И  вот  к  своей  великой  радости,  держась  за  перила,  я,  наконец-то,  поднимаюсь  на  ноги.   Ноги  меня   держат,   я  стою!   Ура!    Я  жду,  когда  на  меня  обратят  внимание.   Я  жду,   когда   воспитательница   увидит   мой  прогресс,   всплеснёт  руками  и  радостно  скажет:  «Смотрите,   Оля  встала  на  ноги!   Её  пора   спускать   на  пол!»   Держась  за  перила,  я  усердно  топчусь  и   даже   начинаю  двигаться  по  периметру  манежа.   Я  уже  хожу!   Ну,  заметьте  это!   Я  так  упорно  демонстрирую  своё  умение.   Ну  почему   этого  никто  не  замечает?  Я  готова  кричать  от  радости, но  сдерживаюсь.   Я  жду,  когда  меня  сами  заметят  и  разделят  мою  радость,  но  не  дожидаюсь.  На  меня  не  обращают   внимания,  никто  не  визжит  от  восторга.   И  я  прихожу  к  выводу,  что  ходить,  держась  за  перила,  видимо,   недостаточно,  надо  учиться   ходить,   не  держась  ни  за  что.   И  я  упорно  продолжаю  учиться.

    Наконец  этот  день  настал.   Это  был  великий  день,  настолько  сильно  эмоционально  окрашенный,  что  забыть  его  просто   невозможно.  Правда, меня  несколько  разочаровала  будничность  происходящего.   Я  ожидала,  по  меньшей  мере,  поздравлений  в  свой  адрес,  ведь  это  такое  событие,  но  поздравить  меня  никто  не  догадался.

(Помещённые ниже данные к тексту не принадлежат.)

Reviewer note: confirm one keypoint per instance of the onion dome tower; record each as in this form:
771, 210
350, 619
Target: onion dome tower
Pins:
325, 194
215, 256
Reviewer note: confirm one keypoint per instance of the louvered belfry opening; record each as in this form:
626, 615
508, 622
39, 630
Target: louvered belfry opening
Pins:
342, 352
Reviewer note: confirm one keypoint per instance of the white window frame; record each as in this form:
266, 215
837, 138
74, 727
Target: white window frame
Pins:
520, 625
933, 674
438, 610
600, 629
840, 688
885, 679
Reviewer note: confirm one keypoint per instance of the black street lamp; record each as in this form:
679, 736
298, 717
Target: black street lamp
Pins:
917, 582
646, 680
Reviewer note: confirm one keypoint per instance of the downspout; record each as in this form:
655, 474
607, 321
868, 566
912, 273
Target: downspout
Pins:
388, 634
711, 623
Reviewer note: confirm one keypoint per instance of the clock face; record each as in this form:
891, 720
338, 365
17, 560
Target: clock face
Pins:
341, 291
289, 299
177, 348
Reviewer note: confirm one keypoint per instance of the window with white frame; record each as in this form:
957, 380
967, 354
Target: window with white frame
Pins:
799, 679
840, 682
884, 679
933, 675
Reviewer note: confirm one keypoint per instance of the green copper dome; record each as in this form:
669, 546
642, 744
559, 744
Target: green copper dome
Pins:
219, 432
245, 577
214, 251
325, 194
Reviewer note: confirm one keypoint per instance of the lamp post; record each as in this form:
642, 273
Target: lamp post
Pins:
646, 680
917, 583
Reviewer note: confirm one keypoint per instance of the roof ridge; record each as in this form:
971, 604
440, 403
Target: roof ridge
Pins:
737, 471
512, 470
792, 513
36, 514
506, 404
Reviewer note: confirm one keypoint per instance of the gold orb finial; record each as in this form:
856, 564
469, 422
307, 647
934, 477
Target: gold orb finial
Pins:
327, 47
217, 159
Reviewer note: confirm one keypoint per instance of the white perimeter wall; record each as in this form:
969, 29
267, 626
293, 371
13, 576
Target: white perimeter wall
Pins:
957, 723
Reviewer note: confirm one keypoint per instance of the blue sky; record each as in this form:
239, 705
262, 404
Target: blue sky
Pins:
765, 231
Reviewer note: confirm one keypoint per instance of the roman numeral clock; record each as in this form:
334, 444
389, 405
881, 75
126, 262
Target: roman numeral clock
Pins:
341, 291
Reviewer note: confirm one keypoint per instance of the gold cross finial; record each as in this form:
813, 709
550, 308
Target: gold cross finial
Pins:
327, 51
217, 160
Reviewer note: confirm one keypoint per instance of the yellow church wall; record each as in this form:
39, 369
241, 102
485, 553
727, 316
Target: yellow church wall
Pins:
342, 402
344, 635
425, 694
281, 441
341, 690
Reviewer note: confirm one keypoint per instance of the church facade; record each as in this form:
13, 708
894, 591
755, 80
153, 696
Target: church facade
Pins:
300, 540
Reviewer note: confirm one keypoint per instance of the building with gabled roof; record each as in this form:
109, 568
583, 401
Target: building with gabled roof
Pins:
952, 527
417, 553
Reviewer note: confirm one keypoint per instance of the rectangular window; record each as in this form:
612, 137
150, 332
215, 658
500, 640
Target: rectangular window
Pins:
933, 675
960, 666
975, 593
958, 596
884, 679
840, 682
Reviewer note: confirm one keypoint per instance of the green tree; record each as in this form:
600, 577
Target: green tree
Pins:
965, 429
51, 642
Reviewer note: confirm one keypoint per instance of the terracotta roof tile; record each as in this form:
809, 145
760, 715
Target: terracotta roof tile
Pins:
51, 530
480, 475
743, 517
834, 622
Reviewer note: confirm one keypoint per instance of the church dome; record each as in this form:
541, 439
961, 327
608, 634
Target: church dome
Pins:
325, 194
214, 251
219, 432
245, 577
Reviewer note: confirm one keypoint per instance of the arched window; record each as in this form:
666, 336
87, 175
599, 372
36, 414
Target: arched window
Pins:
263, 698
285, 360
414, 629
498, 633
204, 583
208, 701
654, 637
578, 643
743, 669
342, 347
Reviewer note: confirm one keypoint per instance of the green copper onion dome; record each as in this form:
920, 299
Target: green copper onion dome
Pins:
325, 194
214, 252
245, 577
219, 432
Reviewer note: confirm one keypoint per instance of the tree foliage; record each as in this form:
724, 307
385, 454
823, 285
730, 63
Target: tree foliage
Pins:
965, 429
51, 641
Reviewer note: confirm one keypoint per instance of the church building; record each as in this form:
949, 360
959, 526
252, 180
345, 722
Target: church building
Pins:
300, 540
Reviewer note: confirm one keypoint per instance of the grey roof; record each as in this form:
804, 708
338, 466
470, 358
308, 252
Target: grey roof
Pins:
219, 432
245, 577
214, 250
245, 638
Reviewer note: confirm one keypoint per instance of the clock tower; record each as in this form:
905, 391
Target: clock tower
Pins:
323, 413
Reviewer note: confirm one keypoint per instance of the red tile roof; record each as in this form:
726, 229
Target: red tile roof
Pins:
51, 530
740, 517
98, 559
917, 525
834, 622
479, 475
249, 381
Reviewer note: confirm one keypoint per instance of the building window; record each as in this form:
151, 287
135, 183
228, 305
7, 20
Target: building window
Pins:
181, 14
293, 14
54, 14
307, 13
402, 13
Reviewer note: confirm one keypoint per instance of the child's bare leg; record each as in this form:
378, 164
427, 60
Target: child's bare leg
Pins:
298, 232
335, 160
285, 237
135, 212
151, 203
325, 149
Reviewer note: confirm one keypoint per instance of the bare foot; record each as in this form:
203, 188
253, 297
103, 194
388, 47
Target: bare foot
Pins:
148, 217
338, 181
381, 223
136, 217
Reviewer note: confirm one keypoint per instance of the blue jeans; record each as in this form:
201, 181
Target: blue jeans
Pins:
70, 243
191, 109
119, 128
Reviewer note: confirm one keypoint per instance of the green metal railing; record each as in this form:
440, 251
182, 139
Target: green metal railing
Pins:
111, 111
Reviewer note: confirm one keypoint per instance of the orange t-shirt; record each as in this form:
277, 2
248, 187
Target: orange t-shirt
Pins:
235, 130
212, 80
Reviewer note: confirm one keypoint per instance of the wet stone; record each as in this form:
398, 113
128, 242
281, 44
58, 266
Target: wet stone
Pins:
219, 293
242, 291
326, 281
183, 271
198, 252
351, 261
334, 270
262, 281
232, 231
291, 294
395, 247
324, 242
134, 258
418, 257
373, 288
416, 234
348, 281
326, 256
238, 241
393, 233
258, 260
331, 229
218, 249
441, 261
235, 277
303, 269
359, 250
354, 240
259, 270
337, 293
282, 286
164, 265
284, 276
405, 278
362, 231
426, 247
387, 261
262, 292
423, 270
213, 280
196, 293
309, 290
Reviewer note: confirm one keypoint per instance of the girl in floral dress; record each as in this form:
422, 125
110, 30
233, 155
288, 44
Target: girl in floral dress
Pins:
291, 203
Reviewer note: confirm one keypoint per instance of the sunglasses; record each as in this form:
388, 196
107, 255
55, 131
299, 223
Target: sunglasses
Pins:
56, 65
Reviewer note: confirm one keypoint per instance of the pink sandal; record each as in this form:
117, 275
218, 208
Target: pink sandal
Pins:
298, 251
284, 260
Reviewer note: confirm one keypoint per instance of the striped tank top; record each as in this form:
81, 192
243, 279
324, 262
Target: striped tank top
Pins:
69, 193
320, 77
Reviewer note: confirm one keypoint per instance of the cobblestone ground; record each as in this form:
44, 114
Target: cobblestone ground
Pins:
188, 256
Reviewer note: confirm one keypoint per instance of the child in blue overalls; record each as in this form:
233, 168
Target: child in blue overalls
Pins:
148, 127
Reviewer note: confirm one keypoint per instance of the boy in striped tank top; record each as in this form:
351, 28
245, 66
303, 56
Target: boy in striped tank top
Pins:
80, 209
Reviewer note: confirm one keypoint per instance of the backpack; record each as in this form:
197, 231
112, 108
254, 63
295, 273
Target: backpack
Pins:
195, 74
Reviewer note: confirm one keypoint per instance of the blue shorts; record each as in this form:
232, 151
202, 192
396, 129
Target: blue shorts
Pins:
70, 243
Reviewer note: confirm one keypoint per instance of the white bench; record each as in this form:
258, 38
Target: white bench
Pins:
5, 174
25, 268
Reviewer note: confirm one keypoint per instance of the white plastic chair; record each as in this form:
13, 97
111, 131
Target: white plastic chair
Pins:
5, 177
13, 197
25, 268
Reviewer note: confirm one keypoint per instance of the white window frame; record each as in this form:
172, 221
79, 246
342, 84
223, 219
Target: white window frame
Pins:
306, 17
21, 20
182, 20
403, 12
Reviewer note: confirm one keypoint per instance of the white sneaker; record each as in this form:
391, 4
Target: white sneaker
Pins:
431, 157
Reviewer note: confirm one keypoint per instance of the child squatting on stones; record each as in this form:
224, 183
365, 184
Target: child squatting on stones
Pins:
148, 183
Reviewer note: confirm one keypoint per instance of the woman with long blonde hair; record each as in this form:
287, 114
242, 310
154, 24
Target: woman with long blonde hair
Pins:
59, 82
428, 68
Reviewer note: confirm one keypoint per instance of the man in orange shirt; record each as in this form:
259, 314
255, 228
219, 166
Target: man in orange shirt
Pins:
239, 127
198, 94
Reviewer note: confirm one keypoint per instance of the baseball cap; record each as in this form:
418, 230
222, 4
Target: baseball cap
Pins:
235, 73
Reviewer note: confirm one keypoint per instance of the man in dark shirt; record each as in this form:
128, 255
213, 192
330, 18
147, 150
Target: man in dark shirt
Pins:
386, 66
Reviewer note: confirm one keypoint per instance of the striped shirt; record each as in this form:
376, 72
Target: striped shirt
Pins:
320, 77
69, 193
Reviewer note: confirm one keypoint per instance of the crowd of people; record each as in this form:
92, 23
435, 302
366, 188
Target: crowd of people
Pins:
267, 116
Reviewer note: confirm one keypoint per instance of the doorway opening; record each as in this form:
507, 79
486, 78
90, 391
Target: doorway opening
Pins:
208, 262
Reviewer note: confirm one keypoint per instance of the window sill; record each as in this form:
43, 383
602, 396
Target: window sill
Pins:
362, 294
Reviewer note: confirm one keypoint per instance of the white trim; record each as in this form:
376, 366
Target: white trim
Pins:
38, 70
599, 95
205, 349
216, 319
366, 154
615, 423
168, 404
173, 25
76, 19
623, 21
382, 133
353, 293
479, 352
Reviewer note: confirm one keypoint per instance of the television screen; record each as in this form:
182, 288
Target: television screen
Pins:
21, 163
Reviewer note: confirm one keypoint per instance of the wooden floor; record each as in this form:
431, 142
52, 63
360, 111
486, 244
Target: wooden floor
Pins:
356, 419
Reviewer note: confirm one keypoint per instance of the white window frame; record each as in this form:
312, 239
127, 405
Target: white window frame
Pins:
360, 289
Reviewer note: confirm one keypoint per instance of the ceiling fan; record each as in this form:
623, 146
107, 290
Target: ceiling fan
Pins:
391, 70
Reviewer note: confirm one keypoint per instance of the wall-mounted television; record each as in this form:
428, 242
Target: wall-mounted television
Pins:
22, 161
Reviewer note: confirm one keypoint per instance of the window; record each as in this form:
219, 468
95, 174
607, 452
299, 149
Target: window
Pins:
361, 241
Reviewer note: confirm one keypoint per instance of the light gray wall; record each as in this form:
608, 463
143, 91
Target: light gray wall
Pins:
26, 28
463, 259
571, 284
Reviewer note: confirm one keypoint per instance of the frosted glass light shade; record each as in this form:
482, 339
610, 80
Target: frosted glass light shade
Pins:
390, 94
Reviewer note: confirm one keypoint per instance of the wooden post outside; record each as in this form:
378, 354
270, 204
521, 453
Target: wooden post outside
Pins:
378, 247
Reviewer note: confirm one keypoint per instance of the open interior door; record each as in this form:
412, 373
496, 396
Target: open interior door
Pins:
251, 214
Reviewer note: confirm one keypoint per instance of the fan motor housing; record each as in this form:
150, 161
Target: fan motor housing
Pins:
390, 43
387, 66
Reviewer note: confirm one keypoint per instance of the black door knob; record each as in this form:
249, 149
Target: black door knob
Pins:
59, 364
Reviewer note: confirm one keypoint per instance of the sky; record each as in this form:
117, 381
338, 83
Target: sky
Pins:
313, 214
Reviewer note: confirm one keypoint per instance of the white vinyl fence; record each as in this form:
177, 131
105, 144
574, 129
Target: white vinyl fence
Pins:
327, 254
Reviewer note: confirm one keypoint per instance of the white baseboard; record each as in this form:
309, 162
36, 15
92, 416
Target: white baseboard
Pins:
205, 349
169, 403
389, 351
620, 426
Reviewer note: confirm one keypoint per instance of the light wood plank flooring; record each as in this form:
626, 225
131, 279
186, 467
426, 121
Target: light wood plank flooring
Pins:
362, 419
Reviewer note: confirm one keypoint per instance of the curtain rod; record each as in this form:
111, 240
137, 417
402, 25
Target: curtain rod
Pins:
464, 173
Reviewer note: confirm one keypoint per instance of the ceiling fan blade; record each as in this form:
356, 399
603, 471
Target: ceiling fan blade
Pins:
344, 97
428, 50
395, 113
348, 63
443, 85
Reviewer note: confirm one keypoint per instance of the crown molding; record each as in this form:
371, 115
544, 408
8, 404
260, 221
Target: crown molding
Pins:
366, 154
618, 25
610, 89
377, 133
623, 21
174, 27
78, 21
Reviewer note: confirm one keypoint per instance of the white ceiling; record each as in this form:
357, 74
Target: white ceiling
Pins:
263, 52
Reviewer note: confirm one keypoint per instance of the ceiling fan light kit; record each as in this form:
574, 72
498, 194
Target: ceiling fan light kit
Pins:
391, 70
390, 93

Руки  воспитательницы  подхватили  меня, я  взлетела  над  перилами  манежа  и  оказалась  стоящей  на  полу.   Вот  так  просто  и  буднично.   Я  задирала  голову  и  смотрела  на  тех,  кто  остался  в  манеже.    Я  смотрела  снизу  вверх,  но  мне  казалось,  что  я  смотрю  сверху  вниз.   Ведь  я  уже  переросла  эту  малышню, я уже  такая  большая  и самостоятельная.   Я  вышагивала  по  комнате,  наслаждаясь  простором,  и  меня  распирало  от  гордости.   Наверно,  вид  у  меня  был  очень  важный,  и  грудь  колесом.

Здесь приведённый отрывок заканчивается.